Sometimes I get ideas for stories and it’s during the hashing out phase that I realize it would make a lousy short story or novel, but it would make a great script. I then shelve it because, hey, I don’t write scripts.
And then last month it occurred to me how dumb that was. Why shouldn’t I write scripts? Just because I don’t live in Hollywood and really have no ambition to be a film/TV writer, that doesn’t mean there’s no reason for me to flex some different muscles. Let me be vain for a moment. What if one day one of my stories and/or novels is published and then optioned for film? Wouldn’t it benefit me to say, “Oh, yeah, I can adapt that. No problem. Let me do that for you.”? I think it would.
I’ve already got plans to practice my adaptation skills with Night of the Nothing Man once I get it up on Smashwords.
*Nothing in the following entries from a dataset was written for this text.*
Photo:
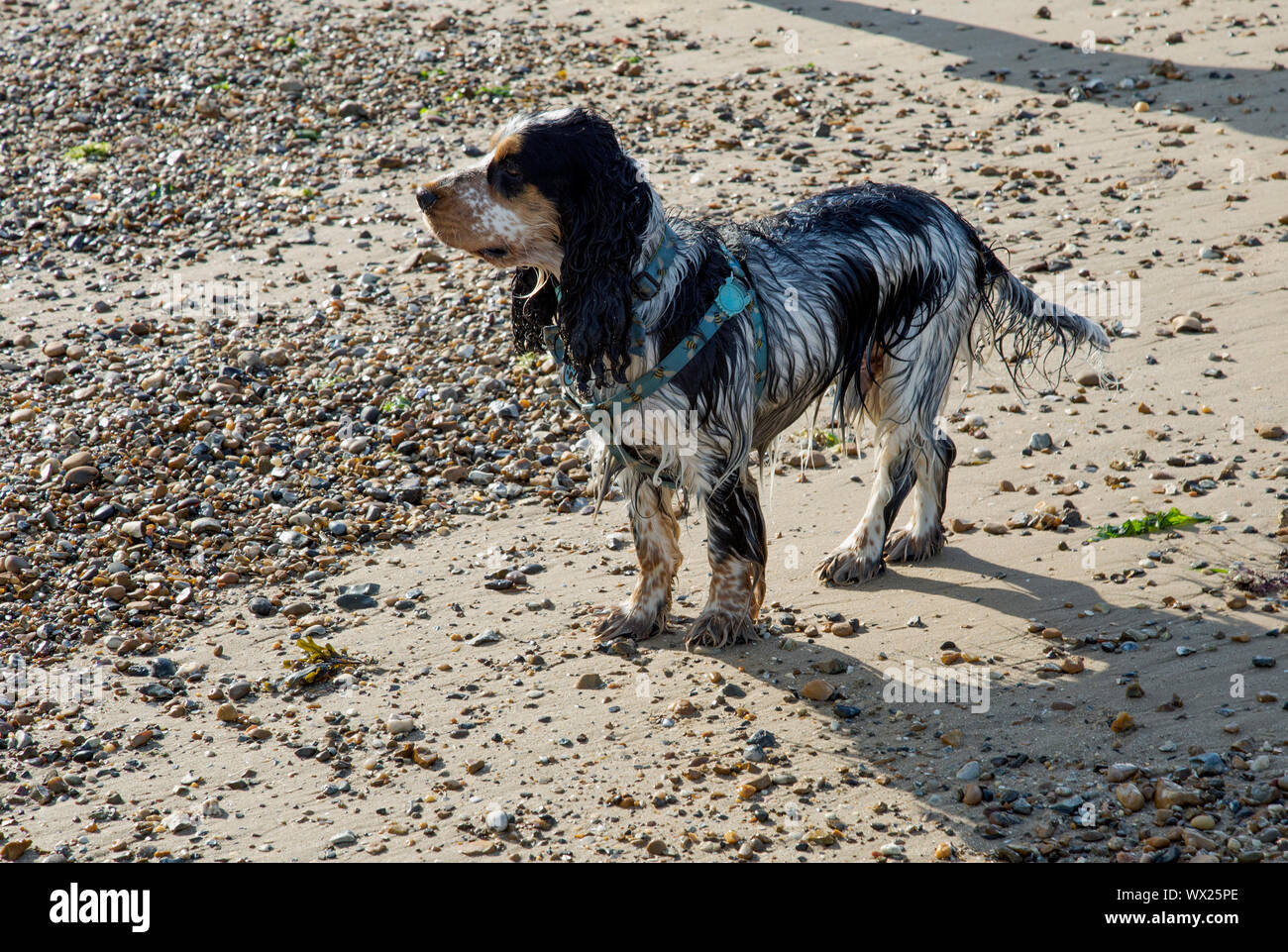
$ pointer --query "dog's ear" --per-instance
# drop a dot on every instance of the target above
(533, 307)
(604, 210)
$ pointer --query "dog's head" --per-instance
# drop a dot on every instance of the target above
(559, 200)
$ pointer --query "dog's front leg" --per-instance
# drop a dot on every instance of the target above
(735, 547)
(657, 547)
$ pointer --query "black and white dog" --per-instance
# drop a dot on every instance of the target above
(876, 288)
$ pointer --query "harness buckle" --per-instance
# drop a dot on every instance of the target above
(639, 290)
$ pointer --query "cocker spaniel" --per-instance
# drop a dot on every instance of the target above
(726, 334)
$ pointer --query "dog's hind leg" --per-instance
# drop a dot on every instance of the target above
(657, 547)
(859, 557)
(737, 549)
(923, 536)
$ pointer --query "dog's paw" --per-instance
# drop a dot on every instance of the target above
(625, 624)
(719, 627)
(846, 567)
(905, 547)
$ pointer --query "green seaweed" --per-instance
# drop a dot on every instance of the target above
(1150, 522)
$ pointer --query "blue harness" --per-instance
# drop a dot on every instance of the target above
(733, 298)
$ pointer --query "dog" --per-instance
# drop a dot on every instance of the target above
(877, 290)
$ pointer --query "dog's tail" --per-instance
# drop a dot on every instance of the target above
(1035, 326)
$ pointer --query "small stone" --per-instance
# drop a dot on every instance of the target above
(1129, 796)
(816, 689)
(1122, 723)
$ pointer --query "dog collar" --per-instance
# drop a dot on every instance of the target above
(733, 298)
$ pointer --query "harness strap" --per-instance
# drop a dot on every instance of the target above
(733, 298)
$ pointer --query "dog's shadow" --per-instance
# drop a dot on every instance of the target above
(889, 743)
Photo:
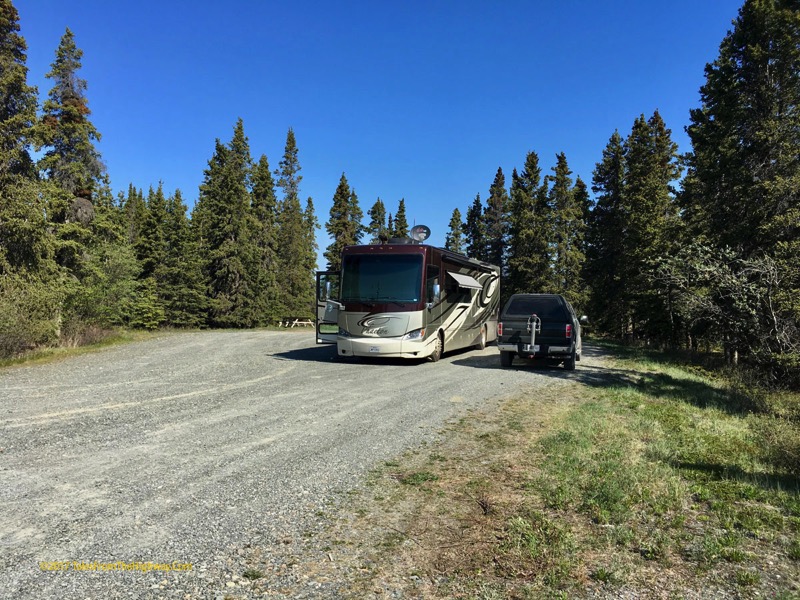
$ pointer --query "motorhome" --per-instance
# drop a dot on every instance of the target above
(406, 299)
The reason why this a Super Sekrit project is because it’s a play thing that I have no intention of doing anything with seriously so I have no real urge to discuss it much in-depth. It’s a fun play thing that’s only for me. And so I’ll admit to doing it, but I won’t say what the script is about.
Just know that this project, even if I do nothing with it, isn’t a waste. It’s me developing and honing a different kind of writing style.
You never know. I might have to go to Hollywood one day.